Entropy $S$ is a state function.

However, the way its change is defined indeed depends on the process.

$$S(\mathrm B) - S(\mathrm A)\geqq \int_\mathrm A^\mathrm B \frac{đQ}{T},\tag {I}^\S$$ where the equality only arises for reversible processes i.e., \begin{align}S(\mathrm B)-S(\mathrm A) &=\int_{\mathrm A}^{\mathrm B} \frac{đQ_\textrm{rev}}{T}\tag{I.i}\\ S(\mathrm B)-S(\mathrm A) &\gt \int_{\mathrm A}^{\mathrm B} \frac{đQ_\textrm{irrev}}{T}\tag{I.ii}\end{align}

$\Delta S =S(\mathrm B)-S(\mathrm A) $ doesn't depend on the path and only on the two states $\mathrm A$ and $\mathrm B$ but it only equates with $\displaystyle \int\frac{đQ}{T}$ when the transformation is reversible.

It seems like the entropy change depends on whether the process is reversible or not.

Entropy is a state function and so it doesn't depend on the process connecting the two states.

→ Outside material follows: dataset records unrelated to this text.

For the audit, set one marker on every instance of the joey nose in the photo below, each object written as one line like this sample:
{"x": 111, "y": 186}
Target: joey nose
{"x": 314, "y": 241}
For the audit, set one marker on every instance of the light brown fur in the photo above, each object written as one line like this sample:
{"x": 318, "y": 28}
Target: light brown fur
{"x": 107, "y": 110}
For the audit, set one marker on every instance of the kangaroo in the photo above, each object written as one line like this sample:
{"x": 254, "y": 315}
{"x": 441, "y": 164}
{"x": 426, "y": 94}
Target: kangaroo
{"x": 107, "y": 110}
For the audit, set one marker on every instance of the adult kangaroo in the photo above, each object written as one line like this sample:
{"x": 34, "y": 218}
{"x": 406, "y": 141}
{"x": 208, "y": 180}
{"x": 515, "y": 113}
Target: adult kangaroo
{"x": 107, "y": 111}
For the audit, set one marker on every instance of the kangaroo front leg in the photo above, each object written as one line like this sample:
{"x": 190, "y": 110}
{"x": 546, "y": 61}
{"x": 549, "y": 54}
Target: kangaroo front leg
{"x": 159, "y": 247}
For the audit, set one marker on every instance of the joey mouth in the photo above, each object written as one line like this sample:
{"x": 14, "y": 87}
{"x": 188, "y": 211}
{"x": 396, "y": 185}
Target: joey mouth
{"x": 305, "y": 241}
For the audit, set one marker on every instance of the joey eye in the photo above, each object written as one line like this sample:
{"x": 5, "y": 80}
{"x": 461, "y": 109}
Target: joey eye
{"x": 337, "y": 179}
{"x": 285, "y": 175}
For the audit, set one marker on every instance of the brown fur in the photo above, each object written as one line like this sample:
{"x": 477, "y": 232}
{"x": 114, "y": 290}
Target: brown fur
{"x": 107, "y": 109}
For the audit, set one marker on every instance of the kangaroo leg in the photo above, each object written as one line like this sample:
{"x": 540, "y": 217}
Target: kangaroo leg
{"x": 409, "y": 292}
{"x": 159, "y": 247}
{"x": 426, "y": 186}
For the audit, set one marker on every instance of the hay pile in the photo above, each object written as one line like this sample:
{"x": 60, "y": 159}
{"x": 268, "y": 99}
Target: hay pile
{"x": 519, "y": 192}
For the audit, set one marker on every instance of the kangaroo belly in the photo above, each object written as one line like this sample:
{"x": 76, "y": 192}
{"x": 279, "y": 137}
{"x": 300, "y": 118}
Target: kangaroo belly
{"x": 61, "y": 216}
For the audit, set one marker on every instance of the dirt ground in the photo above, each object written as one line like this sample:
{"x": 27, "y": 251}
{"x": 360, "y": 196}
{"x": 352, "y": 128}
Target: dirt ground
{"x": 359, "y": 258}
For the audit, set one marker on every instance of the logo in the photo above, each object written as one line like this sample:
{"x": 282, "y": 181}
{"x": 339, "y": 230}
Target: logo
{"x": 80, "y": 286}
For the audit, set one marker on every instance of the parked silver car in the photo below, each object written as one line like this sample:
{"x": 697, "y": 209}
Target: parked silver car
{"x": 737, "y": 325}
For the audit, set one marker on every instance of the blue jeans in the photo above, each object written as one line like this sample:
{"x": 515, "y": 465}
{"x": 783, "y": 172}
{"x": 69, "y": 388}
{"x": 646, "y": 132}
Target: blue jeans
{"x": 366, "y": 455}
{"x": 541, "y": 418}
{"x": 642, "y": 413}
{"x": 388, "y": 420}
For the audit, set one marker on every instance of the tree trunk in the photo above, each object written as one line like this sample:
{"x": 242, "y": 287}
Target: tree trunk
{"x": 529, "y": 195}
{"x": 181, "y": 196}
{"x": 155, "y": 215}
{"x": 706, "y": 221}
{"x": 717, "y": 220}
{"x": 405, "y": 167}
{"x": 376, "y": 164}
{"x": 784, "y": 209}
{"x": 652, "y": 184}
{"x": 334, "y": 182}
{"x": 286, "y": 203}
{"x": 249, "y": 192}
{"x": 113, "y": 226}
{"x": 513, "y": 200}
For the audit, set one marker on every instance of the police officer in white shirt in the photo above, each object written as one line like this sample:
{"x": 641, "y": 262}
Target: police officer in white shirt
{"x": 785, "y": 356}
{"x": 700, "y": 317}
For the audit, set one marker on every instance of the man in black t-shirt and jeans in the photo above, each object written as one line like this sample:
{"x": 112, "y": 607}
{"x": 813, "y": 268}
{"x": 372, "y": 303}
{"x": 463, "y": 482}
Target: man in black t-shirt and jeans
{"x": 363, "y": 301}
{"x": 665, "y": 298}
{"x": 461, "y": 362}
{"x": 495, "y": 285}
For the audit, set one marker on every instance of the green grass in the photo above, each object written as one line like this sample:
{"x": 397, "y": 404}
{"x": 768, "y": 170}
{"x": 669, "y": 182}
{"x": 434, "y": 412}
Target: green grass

However, whether it equates with $\displaystyle \int\frac{đQ}{T}$ depends on the process.

Why doesn't the statement violate the assumption of "entropy is a state variable"?

For an isolated system, $đQ= 0$ which implies $\mathrm dS\geqq 0$, the equality arising for reversible transformation; it doesn't contradict the fact that $S$ is a state variable in any way.

$^\S$ It is to be noted that $T$ is actually $T_\textrm{reservoir/environment}$ which need not be equal to the temperature $T_\textrm{system}$ of the system or part of the system which exchanges the thermal energy but when the transformation is reversible, then only$T_\textrm{reservoir/environment}= T_\textrm{system}$.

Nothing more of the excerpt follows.